Şato | Meral Baltacı Nalbantoğlu
| Kafka
Antbirlik Kitap Kulübü’nde son okuduğumuz kitap Şato oldu. İş arkadaşınla kitaplar hakkında konuşmanın çok ayrıcalıklı bir durum olduğunu, bu şansı yakalamanın zor olduğunu tekrarlayarak başlayayım.

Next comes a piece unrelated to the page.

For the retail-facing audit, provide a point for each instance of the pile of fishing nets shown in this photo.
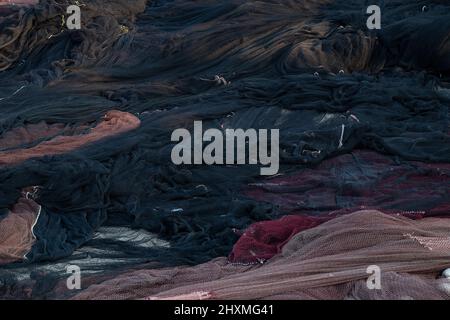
(86, 176)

Kafka 20. yüzyıl edebiyatında büyük yer etmiş, “Kafkaesk” ya da “Kafkavari” (Sebep sonuç ilişkilerinin bildik halinin dışına çıktığı, her an her türlü tuhaflığın herkesin başına gelebileceği, kimsenin bunu sorgulamayacağı karanlık, tehdit edici, korkutucu gerçeküstü durum) terimini kazandıracak kadar kendine özgü tarzı olan bir yazar. Genellikle yabancılaşma, saçmalık, varoluşsal kaygılar temalarını islemiş. Nabokov, Marquez, Borges ondan etkilenen isimlerden birkaçı.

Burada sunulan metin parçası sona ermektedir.